Ciò non è completamente errato, nel senso che lavorare a lungo con lo stesso datore di lavoro cementa il vincolo fiduciario tra le parti e permette di acquisire un’esperienza non indifferente. Non è raro che lavorando nella stessa realtà per anni si assumano anche competenze maggiori e più diversificate rispetto a quelle iniziali, a seconda delle necessità dell’azienda. Si può poi aggiungere anche un percorso di crescita personale dovuto a corsi di formazione, titoli di studio, brevetti e quant’altro possa permettere di ambire a posizioni professionali più elevate.
Non si tratta però di meccanismi automatici ed è scorretto ritenere che il datore di lavoro sia obbligato a promuovere il dipendente assunto da molti anni. Ciò accade esclusivamente se previsto dalla contrattazione collettiva, che è bene verificare sempre, possibilmente con l’aiuto di un esperto di diritto del lavoro o sindacale.
Molti Ccnl prevedono infatti alcuni passaggi di livello automatici per i dipendenti, una circostanza frequente soprattutto per i lavoratori assunti inizialmente a livelli iniziali molto bassi. Lo stesso accade se c’è qualche disposizione analoga nel contratto individuale, per quanto sia una circostanza ben più rara.
Quando la promozione è automatica
Veniamo ora all’ipotesi di vera e propria promozione automatica, che può esser fatta valere in tribunale, con tanto di risarcimento danni. Partiamo dal presupposto che il datore di lavoro è libero di variare le mansioni del dipendente, anche di tipo inferiore, purché resti nello stesso livello e categoria legale.
Non si può infatti assegnare il lavoratore a un inquadramento inferiore, in quanto il cosiddetto demansionamento è vietato dalla legge, tranne poche particolari eccezioni. Il demansionamento non è ammesso perché lede la dignità personale e professionale, potendo avvenire soltanto se e quando previsto dai contratti collettivi (per lo più per limitare i licenziamenti) o in casi specifici (sopraggiunta inabilità a seguito di malattia/infortunio, mansioni a rischio o interdette per la lavoratrice in gravidanza, modifica degli assetti organizzativi con acquisizione di nuove professionalità/rischio licenziamento), peraltro con conservazione della retribuzione più favorevole.
Quest’ultima può essere derogata su accordo tra le parti, ma soltanto se il dipendente acquisisce un miglioramento della qualità della vita, ad esempio in relazione alla salute o alla conciliazione tra lavoro e vita privata. Al contrario, se il dipendente viene assegnato a mansioni superiori potrebbe pretendere legittimamente la promozione. Ciò è possibile soltanto se:
- le mansioni superiori sono state svolte in maniera continuativa per almeno 6 mesi (o altro termine fissato dal Ccnl).
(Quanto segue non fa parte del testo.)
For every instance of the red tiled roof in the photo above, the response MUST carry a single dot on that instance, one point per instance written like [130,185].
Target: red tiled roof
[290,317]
Il termine può essere dovuto al cumulo di vari incarichi, quando si evince che sono stati pianificati unitariamente;
- lo svolgimento delle mansioni superiori è effettivo, non dovendosi contare ferie e malattia, ma comprendendo riposi settimanali e compensativi;
- le mansioni sono state svolte in maniera prevalente, caratterizzandosi dall’autonomia e dalla responsabilità proprie del livello superiore;
- non si tratta di una sostituzione del dipendente che ha diritto alla conservazione del posto, nel limite del periodo fissato dal Ccnl, comunque entro i 3 mesi.
In assenza di queste circostanze il dipendente non ha per forza diritto alla promozione, a meno che il datore non voglia riconoscerla volontariamente. Su questo punto è però bene notare che il datore di lavoro deve agire, anche nell’esercizio della propria discrezionalità, con trasparenza e buona fede.
Ecco perché se il dipendente può dimostrare di non esser stato promosso a causa di discriminazione, ritorsioni personali, mobbing e altre situazioni ostili, può richiedere un risarcimento del danno per la mancata opportunità.